La verdad es que una crítica bien fundamentada versará no únicamente sobre la forma del texto que se acaba de leer, sino también sobre el fondo. No se hablará aquí sobre teorías literarias para no alargar el artículo, basta con dejar claro que una crítica abarca, entre otras cosas, las siguientes: ortografía y gramática (como ya se mencionó y que es prácticamente lo único que suele considerarse), tiempo, personajes, trama, espacio, estructura, manejo de otros recursos narrativos y estilísticos, conocimiento y dominio de la temática y del género, y un gran etcétera. Al ser el fanfiction un poco menos formal en este sentido, el lector prácticamente puede comentar sobre lo que quiera, y su comentario tendrá valor dependiendo de lo bien sustentado que esté.
Un ejemplo (grosso modo):
Me ha encantado la historia, me parece bastante interesante.
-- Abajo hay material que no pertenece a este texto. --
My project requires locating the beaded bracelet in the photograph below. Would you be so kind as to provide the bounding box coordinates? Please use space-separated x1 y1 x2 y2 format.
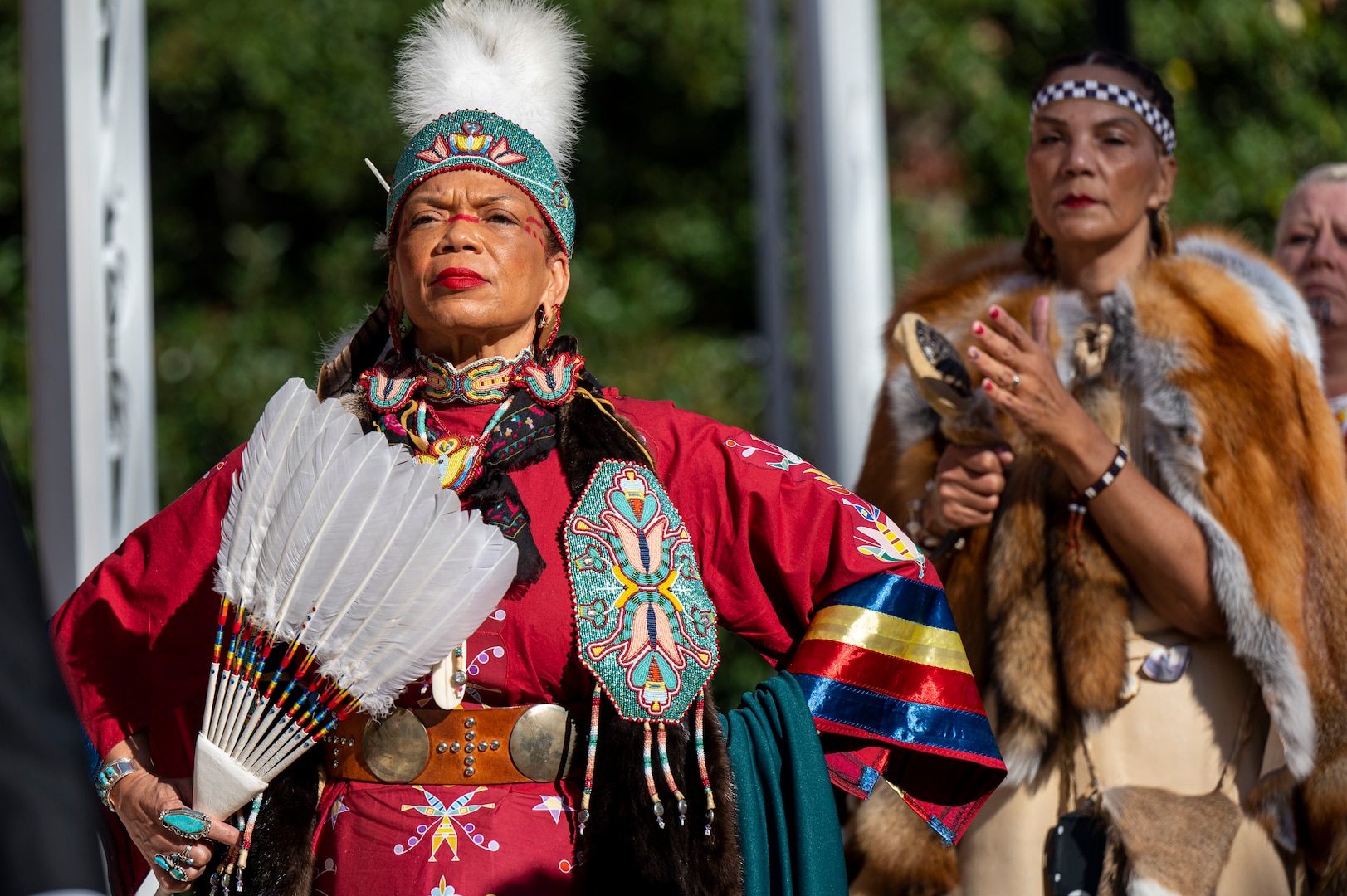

Sólo me gustaría hacerte un par de observaciones: revisa el uso de qué y que, porque noté que tienes problemas al utilizarlos. También me percaté que tienes problemas con la acentuación de los verbos en pretérito, ejemplo: recibió, habló. Ah, y otra cosa, me pareció que X estaba algo fuera de personaje (OOC) la verdad me parece que hubiera actuado más así que así. El enamoramiento de Y se percibió bastante forzado, creo que fue porque apresuraste los acontecimientos al final, y eso le quitó credibilidad. Z me parece un personaje débil, que le falta carácter, comparado con X y Y ha tenido muy poca evolución, además la mayoría del tiempo parece estar de más, al menos por el momento no veo su aporte a la trama. Y qué bueno que has remontado, porque en los últimos capítulos la trama fue débil, hubo poco avance, los personajes se quedaron estancados, no parabas de redundar en lo mismo, como si lo hicieran sólo para rellenar y que el capítulo quedara largo. Y por último, no olvides documentarte mejor, porque tal y tal cosa no es de tal cultura, además cuidado con los arcaísmos, abusas del pleonasmo y del símil, y deberías variar un poco más los verbos de acción.  Muchos ánimos, la historia promete y espero la continuación con ansias.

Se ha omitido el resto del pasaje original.